In nearly all languages, the first colors to get names are black and white.
“Black” comes from very old words that meant “to burn” or “burned.” But the same old words also gave us “blake,” which is a now obscure word that meant pale, pallid, and ashen. In fact, the Oxford English Dictionary says that it is often difficult to tell which of these two colors is meant in Old English texts when the context doesn’t make it clear. And to make it even more complicated, at some point, “black” could also be used to describe something bright, shining, or glittering, perhaps related to the idea that something that is burning is all those things. So it took “black” a while to be limited to what we think of as black today.
“White” is a little more straightforward. In Old English, it meant “bright and radiant, or clear and fair.” It could be describing something we think of as white such as snow, milk, or an old person’s hair, but it could also describe something transparent, or something light yellow, pale gray, or silver. Online Etymology Dictionary says “White” is also one of the oldest surnames in English, originally referring to people with fair hair or a fair complexion.
There are still languages today that have just two words for colors that are essentially white for all light or warm colors and black for all dark or cool colors.
That surprised me, but one thing that surprised me most was that the next color almost all languages name is red—one theory is that it’s because it is the color of blood.
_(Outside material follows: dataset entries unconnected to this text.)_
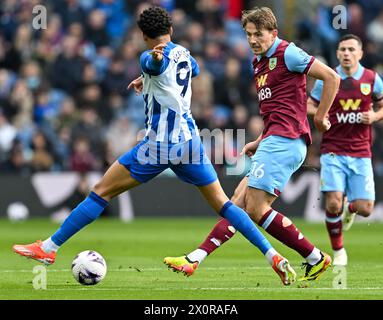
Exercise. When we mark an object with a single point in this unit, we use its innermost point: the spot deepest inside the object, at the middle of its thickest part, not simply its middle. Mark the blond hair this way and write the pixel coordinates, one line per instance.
(262, 17)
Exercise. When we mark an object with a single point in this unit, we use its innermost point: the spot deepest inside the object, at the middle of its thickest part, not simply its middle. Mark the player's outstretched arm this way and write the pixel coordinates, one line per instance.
(372, 116)
(331, 81)
(312, 107)
(137, 84)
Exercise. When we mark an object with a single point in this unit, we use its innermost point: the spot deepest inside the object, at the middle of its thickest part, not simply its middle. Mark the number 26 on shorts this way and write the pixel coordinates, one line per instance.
(257, 170)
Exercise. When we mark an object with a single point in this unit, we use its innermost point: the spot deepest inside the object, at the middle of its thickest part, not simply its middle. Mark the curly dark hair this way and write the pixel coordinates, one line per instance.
(154, 22)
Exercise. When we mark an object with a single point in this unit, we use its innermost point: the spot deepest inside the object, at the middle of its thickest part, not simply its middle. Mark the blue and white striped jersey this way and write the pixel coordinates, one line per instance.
(167, 94)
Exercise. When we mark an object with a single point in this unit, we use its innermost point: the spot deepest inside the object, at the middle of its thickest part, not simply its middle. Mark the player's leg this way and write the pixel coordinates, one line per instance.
(123, 175)
(203, 175)
(360, 190)
(116, 180)
(333, 177)
(241, 221)
(333, 207)
(221, 232)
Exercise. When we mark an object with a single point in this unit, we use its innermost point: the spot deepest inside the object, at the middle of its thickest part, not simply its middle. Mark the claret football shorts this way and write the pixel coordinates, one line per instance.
(350, 175)
(274, 162)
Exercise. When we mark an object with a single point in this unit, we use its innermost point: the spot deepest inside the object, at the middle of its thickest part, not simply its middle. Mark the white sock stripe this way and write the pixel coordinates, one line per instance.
(269, 219)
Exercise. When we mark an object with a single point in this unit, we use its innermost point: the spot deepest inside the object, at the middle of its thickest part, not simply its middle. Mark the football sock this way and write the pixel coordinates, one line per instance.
(48, 245)
(314, 257)
(334, 229)
(270, 254)
(197, 255)
(285, 231)
(86, 212)
(351, 207)
(242, 222)
(221, 232)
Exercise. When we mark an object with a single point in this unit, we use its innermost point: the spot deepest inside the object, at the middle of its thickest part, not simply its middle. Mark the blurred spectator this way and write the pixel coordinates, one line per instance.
(375, 31)
(67, 69)
(67, 83)
(42, 153)
(233, 88)
(89, 126)
(82, 159)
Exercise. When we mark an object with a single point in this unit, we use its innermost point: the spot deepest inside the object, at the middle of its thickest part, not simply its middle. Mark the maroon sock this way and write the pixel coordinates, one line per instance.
(334, 228)
(351, 207)
(272, 222)
(221, 232)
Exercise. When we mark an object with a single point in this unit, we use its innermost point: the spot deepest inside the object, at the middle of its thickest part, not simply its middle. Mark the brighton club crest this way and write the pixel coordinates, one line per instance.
(365, 88)
(272, 63)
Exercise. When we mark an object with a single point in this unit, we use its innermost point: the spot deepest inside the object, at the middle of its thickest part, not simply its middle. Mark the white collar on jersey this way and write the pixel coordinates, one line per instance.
(272, 49)
(357, 75)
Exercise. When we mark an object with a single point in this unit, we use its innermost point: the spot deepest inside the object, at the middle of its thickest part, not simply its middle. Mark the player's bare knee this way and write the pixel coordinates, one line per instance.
(254, 213)
(365, 209)
(102, 190)
(334, 206)
(237, 200)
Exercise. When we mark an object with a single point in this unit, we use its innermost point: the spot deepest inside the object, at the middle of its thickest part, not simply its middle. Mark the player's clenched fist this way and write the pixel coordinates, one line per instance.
(158, 51)
(322, 123)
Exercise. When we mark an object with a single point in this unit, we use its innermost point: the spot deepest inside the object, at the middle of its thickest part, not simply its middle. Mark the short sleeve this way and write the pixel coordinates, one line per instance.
(316, 92)
(151, 66)
(377, 92)
(195, 67)
(297, 60)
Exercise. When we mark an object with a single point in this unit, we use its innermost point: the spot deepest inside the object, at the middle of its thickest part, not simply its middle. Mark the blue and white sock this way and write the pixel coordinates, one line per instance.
(242, 222)
(86, 212)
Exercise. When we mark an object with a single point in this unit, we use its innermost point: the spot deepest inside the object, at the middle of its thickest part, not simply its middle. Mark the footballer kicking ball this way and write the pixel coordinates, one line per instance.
(89, 267)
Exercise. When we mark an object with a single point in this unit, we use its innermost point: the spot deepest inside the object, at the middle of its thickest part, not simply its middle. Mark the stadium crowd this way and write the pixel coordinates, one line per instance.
(64, 104)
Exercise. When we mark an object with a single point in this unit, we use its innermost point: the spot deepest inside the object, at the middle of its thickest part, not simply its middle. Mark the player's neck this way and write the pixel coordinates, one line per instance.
(350, 71)
(161, 39)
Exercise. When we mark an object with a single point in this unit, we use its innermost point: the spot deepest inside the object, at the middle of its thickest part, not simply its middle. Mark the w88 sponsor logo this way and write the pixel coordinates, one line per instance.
(351, 117)
(264, 93)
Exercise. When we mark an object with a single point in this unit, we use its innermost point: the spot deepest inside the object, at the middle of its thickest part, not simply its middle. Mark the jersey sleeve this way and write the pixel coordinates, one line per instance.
(316, 92)
(195, 67)
(377, 92)
(151, 66)
(297, 60)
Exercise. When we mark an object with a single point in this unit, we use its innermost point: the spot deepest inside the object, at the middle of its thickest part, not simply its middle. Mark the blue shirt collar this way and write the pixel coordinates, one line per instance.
(272, 49)
(357, 75)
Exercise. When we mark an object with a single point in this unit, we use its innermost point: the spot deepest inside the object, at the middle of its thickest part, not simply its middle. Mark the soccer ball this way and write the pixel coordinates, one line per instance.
(89, 267)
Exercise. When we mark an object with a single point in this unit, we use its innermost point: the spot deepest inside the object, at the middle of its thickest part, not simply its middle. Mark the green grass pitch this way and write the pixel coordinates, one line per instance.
(134, 253)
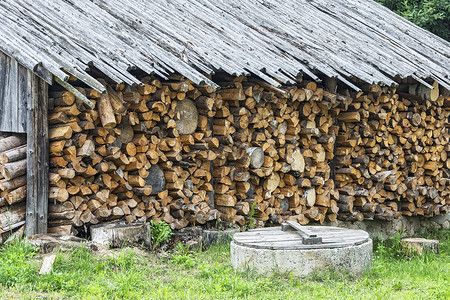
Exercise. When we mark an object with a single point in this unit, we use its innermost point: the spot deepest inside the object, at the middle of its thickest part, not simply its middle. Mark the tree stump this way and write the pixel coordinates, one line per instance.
(119, 234)
(420, 246)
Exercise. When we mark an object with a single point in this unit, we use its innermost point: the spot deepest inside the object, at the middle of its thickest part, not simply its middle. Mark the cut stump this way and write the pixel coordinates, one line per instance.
(420, 246)
(119, 234)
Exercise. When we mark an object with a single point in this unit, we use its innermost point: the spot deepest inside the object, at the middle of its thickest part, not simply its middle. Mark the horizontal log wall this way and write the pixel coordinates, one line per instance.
(15, 93)
(13, 185)
(185, 154)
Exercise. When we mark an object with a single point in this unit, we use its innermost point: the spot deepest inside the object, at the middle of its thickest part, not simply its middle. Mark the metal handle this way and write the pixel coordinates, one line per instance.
(308, 238)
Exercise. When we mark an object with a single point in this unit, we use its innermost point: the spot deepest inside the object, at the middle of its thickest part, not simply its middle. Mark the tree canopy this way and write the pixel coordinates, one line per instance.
(433, 15)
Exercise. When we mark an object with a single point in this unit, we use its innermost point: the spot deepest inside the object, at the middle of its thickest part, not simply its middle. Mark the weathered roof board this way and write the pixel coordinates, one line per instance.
(269, 38)
(15, 93)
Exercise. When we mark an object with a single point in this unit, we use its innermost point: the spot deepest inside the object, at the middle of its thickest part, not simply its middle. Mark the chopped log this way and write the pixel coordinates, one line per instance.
(11, 142)
(14, 169)
(14, 154)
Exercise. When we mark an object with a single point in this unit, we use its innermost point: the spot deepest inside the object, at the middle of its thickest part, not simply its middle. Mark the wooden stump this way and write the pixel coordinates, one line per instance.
(420, 246)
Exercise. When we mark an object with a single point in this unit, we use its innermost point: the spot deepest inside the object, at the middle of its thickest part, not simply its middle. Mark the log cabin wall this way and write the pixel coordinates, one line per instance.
(13, 185)
(23, 110)
(188, 154)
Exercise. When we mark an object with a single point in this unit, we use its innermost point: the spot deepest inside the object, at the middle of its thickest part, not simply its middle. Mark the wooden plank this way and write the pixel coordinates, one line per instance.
(14, 94)
(274, 238)
(37, 158)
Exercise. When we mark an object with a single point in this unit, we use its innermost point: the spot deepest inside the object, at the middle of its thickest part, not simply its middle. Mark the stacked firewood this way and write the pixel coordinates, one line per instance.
(187, 154)
(275, 145)
(141, 154)
(13, 188)
(391, 155)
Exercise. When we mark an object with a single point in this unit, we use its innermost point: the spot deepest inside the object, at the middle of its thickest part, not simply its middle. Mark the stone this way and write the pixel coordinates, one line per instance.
(120, 234)
(213, 236)
(47, 264)
(420, 246)
(268, 253)
(446, 224)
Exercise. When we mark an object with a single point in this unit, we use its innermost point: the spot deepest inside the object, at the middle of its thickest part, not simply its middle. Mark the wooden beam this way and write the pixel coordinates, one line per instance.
(37, 158)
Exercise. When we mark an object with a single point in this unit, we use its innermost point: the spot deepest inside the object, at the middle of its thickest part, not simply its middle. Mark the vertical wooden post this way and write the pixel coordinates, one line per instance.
(211, 168)
(37, 158)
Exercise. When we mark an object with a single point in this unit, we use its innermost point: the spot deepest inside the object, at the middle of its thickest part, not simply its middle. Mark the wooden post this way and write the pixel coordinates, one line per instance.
(37, 158)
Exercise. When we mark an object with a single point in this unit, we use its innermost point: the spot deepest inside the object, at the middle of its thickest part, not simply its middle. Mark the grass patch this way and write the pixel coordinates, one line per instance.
(183, 274)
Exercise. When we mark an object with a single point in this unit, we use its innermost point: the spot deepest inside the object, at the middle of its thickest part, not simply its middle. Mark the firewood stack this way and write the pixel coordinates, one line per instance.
(275, 144)
(391, 155)
(187, 154)
(13, 185)
(140, 154)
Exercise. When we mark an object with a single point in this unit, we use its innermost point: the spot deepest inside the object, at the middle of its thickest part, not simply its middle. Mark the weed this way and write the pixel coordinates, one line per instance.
(251, 218)
(183, 256)
(209, 275)
(390, 247)
(161, 233)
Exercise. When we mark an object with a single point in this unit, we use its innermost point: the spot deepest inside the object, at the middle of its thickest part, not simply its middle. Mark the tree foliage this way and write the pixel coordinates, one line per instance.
(433, 15)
Although black, white, and red all likely go back to the prehistoric language Proto-Indo-European (PIE), Online Etymology Dictionary states that red is “the only color for which a definite common PIE root word has been found.”
Red shows up in a lot of place names where it referred to the color of natural elements such as rocks and soil. For example, the Oxford English Dictionary lists Radcliffe, Radclive, Redmile, Redford, and Rattery, all from 1086, and slightly later Radly and Redhill. The same root for “red” also likely gave us the word for the color “rust.”
In those early days though, “red” was probably the name for the color rust, as well as purple, pink, and orange.
In fact, we call people redheads instead of orangeheads because at the time we started calling them anything, the word “orange” hadn’t entered the language as a color word, and the word “red” included the orangey color of red hair.
Interestingly, the Irish writer Stan Carey told me that the Irish word for red hair is different from the general Irish word for red.
After red, most languages add a word for either yellow or a spectrum that includes both green and blue that language experts sometimes call “grue.” Since blue and green are so prevalent in nature, I would have expected one of them to be the third word more languages would add, but I was wrong!
You can think of these as the five base colors that most languages have: black, white, red, yellow, and green/blue. And English today is described as having 11 main color words: those five base colors (black, white, red, yellow, and green/blue) plus brown, orange, pink, purple and gray, but some languages have more or different words. For example, Russian, Greek, and Turkish have separate words for light blue and dark blue.